Les spéculations de Luyet stimulèrent néanmoins l’intérêt pour les isolants cryogéniques afin de limiter la formation des cristaux de glace. La percée se réaliserait en fait par un coup de chance et par ricochet suite à des erreurs méthodologiques. Dans l’après-guerre, à Londres, au Laboratoire de Mill Hill, une génération de cryo-biologistes, Chris Polge, Audrey Smith, Alain Parkes, commencèrent à étudier la conservation de la semence d’oiseaux.

En 1948, en dépit de leurs efforts, Smith déclarait « il y a peu de chances d’un quelconque progrès dans l’emploi des ultra basses températures pour conserver des cellules. » Leurs recherches démontrèrent que les lésions consécutives à la congélation étaient en grande partie le résultat d’une cristallisation extracellulaire de l’eau. C’était l’eau interstitielle, bien plus que l’eau contenue dans les tissus, qui provoquait les dégâts.

Peu de spermatozoïdes retrouvaient leur mobilité après le dégel. La coloration des spécimens montrait une désorganisation de la tête et du flagelle. Afin de réaliser cet examen morphologique, il était nécessaire d’immobiliser les spermatozoïdes avec un fixateur et c’est ainsi qu’un jour, les chercheurs découvrirent avec étonnement qu’un certain dosage parvenait à sauvegarder une mobilité après décongélation, avec un taux de réussite supérieur à 50%.

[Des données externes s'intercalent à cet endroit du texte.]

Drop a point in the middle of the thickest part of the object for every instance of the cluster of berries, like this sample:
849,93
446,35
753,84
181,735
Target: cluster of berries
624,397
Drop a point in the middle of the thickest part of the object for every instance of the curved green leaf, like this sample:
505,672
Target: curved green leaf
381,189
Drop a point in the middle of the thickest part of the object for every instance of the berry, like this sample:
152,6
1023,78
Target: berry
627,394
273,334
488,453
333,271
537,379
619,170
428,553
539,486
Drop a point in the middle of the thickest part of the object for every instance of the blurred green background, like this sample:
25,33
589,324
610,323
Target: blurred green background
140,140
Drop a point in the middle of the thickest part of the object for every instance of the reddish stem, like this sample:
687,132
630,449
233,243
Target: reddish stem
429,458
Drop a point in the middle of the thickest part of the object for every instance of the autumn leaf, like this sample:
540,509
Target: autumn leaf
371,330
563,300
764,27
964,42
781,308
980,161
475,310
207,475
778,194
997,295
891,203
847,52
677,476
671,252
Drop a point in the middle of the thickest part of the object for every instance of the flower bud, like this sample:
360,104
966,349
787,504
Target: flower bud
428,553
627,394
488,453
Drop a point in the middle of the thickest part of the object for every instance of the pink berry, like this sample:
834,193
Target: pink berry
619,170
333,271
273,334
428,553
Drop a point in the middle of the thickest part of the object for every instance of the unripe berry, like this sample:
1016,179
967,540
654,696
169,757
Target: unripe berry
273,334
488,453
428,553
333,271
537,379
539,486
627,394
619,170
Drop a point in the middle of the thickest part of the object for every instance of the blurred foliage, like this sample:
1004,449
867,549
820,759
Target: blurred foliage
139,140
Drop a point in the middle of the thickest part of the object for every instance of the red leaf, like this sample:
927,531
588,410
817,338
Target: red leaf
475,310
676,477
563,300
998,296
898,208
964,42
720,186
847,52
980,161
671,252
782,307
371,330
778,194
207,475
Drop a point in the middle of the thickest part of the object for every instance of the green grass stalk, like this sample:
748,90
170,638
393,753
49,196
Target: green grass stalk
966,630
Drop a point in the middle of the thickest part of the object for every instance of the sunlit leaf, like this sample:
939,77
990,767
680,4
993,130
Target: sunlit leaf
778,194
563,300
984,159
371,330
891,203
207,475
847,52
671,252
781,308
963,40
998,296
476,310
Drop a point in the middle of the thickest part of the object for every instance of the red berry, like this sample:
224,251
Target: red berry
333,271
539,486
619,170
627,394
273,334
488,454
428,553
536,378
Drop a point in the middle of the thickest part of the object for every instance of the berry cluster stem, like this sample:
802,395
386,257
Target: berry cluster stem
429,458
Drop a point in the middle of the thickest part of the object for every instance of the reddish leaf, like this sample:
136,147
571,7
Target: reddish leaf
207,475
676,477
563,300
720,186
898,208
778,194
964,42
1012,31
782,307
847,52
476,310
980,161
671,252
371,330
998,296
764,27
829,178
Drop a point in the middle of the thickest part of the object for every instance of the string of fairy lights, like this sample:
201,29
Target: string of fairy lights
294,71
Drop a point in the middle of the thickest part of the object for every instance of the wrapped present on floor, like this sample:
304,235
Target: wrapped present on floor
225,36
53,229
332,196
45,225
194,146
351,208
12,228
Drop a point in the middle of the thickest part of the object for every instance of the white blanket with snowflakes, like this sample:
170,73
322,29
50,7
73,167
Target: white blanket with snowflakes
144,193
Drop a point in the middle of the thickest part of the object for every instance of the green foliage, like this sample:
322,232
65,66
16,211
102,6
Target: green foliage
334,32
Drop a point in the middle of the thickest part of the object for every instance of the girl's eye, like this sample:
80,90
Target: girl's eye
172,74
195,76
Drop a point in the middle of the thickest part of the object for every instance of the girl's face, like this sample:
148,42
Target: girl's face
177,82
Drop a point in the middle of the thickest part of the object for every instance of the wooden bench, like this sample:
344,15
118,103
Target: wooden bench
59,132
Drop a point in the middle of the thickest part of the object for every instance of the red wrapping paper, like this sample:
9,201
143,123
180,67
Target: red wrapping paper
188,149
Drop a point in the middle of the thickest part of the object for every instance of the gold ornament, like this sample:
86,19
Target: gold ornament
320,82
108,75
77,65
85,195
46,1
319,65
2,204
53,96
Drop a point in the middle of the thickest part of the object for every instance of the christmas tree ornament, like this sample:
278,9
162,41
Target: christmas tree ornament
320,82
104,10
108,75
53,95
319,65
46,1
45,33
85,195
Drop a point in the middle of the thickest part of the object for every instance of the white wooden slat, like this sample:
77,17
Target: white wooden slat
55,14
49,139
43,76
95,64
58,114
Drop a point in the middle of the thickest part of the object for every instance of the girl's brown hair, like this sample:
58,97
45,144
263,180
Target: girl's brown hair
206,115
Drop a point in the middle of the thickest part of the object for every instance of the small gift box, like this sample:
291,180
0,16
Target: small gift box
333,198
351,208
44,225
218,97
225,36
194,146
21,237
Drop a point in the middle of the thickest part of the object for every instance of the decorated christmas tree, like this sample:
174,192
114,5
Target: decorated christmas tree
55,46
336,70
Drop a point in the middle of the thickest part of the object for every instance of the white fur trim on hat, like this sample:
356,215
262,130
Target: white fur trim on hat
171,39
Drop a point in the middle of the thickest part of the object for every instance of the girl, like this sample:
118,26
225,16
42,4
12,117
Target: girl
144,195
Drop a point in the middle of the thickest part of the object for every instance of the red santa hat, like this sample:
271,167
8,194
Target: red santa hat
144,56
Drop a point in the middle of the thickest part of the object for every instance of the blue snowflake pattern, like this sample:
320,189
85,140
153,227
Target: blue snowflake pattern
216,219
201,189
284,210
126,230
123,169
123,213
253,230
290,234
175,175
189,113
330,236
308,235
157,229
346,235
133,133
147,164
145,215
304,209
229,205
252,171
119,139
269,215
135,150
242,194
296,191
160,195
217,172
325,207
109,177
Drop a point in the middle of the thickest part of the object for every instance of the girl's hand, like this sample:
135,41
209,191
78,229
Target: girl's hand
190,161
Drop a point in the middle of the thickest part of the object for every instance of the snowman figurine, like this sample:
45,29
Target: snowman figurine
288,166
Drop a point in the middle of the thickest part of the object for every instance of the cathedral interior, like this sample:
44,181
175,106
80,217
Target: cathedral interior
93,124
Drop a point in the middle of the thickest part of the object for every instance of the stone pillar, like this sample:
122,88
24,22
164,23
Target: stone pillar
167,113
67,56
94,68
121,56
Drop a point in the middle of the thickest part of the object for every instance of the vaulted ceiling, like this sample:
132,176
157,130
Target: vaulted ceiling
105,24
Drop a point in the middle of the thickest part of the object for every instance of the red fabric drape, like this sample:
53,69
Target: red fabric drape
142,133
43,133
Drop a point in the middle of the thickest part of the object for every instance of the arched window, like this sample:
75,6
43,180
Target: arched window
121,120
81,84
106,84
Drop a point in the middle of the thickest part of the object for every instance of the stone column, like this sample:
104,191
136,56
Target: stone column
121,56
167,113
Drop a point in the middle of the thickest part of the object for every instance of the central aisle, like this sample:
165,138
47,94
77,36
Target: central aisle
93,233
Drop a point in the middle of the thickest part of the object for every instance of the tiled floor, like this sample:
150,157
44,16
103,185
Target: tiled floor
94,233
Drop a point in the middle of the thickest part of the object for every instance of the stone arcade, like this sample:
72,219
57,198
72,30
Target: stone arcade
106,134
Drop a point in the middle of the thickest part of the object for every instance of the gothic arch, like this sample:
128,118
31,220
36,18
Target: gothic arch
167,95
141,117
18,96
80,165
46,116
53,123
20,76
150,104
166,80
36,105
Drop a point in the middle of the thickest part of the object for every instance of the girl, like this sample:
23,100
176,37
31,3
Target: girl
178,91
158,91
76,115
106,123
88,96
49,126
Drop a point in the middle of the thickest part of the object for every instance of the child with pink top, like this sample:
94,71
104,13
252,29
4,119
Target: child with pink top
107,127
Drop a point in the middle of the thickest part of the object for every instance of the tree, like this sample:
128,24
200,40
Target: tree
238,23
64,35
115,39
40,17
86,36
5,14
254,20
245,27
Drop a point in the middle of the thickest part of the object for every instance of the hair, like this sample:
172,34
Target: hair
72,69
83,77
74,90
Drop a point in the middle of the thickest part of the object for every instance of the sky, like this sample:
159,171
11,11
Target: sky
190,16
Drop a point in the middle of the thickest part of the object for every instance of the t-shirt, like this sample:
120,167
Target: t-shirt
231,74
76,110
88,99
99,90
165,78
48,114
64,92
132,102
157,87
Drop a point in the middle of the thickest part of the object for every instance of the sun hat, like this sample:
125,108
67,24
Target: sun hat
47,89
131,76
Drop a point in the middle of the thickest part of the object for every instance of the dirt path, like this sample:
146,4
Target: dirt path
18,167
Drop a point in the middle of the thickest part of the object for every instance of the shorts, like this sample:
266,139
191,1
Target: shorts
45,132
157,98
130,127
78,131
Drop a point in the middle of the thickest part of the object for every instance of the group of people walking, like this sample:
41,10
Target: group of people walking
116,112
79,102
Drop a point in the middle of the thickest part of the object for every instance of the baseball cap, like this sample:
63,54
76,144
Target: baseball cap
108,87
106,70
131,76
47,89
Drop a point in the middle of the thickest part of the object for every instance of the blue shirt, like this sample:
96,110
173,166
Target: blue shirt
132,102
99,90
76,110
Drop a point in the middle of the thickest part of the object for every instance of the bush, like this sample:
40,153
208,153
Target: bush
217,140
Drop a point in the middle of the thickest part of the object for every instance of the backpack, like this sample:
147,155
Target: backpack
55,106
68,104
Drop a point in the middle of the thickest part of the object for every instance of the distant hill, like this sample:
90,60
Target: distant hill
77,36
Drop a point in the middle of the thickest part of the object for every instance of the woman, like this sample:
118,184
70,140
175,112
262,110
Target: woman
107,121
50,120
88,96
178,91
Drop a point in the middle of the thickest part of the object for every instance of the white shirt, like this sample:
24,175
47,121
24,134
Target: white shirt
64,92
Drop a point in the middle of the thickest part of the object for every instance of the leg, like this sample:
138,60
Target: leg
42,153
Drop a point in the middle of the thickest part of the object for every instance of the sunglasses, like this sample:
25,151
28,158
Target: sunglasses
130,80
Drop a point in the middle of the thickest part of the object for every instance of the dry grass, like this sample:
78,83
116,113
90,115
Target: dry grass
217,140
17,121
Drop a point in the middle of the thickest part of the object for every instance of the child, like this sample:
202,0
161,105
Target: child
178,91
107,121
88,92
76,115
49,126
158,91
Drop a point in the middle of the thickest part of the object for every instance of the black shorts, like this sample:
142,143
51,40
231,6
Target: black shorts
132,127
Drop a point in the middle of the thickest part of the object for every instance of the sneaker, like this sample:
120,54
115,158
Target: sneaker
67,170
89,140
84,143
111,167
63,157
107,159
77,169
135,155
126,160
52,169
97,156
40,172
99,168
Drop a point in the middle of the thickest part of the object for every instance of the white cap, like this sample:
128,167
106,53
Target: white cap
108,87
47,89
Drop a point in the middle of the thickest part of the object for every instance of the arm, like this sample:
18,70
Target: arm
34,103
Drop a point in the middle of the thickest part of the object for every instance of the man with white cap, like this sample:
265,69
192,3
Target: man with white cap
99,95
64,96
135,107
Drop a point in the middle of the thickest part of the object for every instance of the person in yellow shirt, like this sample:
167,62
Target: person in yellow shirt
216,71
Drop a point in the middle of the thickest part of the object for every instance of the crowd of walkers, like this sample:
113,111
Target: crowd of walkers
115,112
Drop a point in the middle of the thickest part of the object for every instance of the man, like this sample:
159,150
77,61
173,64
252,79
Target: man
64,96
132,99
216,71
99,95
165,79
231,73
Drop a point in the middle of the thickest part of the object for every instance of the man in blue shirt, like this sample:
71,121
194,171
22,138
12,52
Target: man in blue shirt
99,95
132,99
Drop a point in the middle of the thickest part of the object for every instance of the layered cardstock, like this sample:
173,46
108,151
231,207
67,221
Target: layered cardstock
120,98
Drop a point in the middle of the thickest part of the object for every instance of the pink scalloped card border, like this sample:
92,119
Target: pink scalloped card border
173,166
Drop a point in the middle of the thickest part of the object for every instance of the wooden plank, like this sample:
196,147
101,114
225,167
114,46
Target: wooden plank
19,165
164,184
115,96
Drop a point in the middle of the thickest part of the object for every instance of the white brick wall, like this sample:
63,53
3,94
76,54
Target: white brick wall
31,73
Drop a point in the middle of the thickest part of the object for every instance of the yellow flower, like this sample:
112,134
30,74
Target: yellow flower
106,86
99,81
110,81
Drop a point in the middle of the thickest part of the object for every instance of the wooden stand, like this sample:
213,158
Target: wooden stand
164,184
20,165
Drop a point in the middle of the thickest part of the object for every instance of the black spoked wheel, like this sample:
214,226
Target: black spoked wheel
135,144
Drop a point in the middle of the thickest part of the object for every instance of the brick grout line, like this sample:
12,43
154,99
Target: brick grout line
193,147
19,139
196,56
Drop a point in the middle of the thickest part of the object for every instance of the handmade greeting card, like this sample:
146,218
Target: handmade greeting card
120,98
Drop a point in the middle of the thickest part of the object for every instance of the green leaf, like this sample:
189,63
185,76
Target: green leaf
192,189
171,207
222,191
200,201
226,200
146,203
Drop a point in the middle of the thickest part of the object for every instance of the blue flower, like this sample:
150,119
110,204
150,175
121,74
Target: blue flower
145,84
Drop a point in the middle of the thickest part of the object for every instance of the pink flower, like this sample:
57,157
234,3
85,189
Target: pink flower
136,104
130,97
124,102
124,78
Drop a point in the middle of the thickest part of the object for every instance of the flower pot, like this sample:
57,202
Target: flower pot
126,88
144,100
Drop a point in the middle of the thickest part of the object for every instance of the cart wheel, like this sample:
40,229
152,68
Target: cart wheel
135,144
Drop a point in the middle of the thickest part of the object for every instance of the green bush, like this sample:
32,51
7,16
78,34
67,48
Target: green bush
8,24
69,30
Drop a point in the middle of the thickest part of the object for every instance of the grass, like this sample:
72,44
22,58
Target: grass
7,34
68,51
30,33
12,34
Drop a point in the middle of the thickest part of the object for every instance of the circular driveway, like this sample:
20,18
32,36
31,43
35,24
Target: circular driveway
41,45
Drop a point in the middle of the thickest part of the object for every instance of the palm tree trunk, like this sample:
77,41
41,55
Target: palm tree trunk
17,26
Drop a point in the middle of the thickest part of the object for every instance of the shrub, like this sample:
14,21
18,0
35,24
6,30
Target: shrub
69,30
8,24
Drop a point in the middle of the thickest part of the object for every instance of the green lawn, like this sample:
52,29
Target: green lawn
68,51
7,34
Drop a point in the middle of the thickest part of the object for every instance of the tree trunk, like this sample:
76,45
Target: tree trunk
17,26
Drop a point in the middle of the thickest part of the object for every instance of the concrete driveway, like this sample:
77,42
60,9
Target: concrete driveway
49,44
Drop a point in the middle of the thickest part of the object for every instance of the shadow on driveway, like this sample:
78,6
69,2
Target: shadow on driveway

C’était un succès inattendu. Mais le lendemain de l’expérience, l’équipe fut tout aussi étonnée de découvrir que le taux de mobilité était descendu à 5%. La seule variable qui avait été modifiée était l’ouverture d’une nouvelle fiole de conservateurs. L’examen du fond de l’éprouvette révéla la présence de glycérol, du fixateur, au lieu de l’autre isolant. En fait, les étiquettes étaient tombées puis avaient été mélangées par un laborantin et c’est ainsi qu’une erreur entraîna une découverte majeure.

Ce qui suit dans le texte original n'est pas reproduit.